Fabregas’ move to Chelsea will be regarded as one of the most divisive transfers in Premier League history.
In the red communities of North London, a move to the Blues was a declaration of disassociation, the ultimate betrayal. However, by opting to become a Chelsea player, Cesc Fabregas has fulfilled his dream of becoming Premier League champion, twice.
When analysing the Spaniard’s start to life at Chelsea, it’s difficult to recall a midfielder that made such an immediate impact at a new club. During that inaugural season with the South West London side, Fabregas contributed towards 22 league goals in 34 appearances in England’s top-flight, scoring three and registering an astonishing tally of 19 assists. He was indispensable to a Chelsea team that emphatically won the title under Jose Mourinho’s guidance.
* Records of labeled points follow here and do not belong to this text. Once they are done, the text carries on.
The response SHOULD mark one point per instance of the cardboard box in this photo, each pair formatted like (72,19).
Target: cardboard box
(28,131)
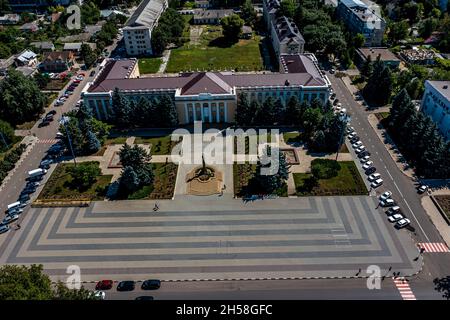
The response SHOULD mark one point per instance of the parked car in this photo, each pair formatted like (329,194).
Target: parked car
(357,144)
(393,210)
(370,171)
(364,159)
(151,284)
(126,286)
(363,154)
(4,228)
(104,285)
(374,177)
(376,183)
(387,202)
(360,149)
(385,195)
(10,218)
(367,165)
(395,217)
(422,189)
(402,223)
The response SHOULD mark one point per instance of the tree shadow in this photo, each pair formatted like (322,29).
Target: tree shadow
(442,285)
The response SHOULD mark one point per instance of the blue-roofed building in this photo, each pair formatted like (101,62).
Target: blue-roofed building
(363,17)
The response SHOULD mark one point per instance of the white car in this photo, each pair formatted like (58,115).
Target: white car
(387,203)
(357,144)
(376,183)
(364,159)
(360,149)
(386,195)
(374,177)
(367,165)
(395,217)
(402,223)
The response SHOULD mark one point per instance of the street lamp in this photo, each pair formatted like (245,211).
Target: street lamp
(63,121)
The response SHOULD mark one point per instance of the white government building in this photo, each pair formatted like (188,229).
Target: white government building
(435,103)
(137,33)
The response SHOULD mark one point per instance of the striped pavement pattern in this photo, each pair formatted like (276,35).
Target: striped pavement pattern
(434,247)
(329,237)
(404,289)
(48,141)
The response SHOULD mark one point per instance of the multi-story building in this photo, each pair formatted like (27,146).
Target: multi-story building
(363,16)
(137,33)
(210,97)
(35,5)
(435,103)
(284,34)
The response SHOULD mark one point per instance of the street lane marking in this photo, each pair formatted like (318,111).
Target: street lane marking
(404,289)
(434,247)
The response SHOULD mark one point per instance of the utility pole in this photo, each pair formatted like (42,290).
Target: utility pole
(63,122)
Two years later, his presence proved to be equally rewarding. In a campaign in which the Blues established a then-record total of victories (30) in a Premier League season, Fabregas contributed towards 17 league goals, scoring five and totalling 12 assists. If you couple those achievements with a League Cup and an FA Cup triumph, his career as a Blue has been a resounding success.
Although the Spain international has enjoyed tremendous success with his third club, his Chelsea career hasn’t been devoid of its difficulties. Having been portrayed as one of the deserters in the Blues’ woeful collapse in the 2015/16 season or having to work relentlessly to displace Nemanja Matic in Antonio Conte’s side, graft and self-belief have underpinned his career at Chelsea, and those qualities have seemingly been tested once more with the arrival of Maurizio Sarri.
Theoretically, Cesc Fabregas’ playing style should supplement Sarri’s footballing vision. As a technically proficient midfielder, who flaunts unrivalled vision, and exquisite passing quality, Fabregas – on paper – should be the most qualified candidate to assume a role in the Italian’s midfield.
Despite amassing 49 appearances in all competitions last season, Fabregas is no longer considered as a starter for the club, following the summer arrivals of Jorginho and Kovacic. The former is operating as the coordinator, the physical embodiment of Sarri’s footballing vision, and is arguably the most integral player in Chelsea’s newly developed system. Similarly, Kovacic provides tremendous dribbling quality and attacking impetus, while also contributing meaningfully in the defensive phase.
Without question, a quintessential Sarri midfield requires tremendous intensity and endurance, qualities that don’t particularly characterise Fabregas’ game. This isn’t to suggest that Fabregas is ineffective in the new manager’s system, the 31-year-old effectively dictated proceedings away at Liverpool in the Carabao Cup. Nonetheless, his involvement will mostly be restricted to cup competitions, as he has yet to feature in the league this season.
Despite revealing publicly his intentions to receive a new contract, it’s evident that Fabregas is Jorginho’s deputy, and the question surrounding the midfield maestro is whether he is content with playing the understudy?
A player of his experience and undeniable pedigree would be of incalculable use to most teams in world football, but one senses that his Chelsea career is drawing towards its conclusion. While admitting to wanting a new contract at the club, Fabregas has also disclosed that he doesn’t intend to retire with the Blues, and his current disposition could accelerate his future plans.
The Spaniard was mightily unfortunate having endured an injury in Chelsea’s Community Shield defeat that had sidelined him for the start of this season, yet it hasn’t contributed towards his current status within Maurizio Sarri’s squad.
Cesc Fabregas’ Chelsea career has been irrefutably triumphant, and the Spaniard will be remembered fondly on the streets of SW6. However, one senses that this could be his last season the iconic blue shirt.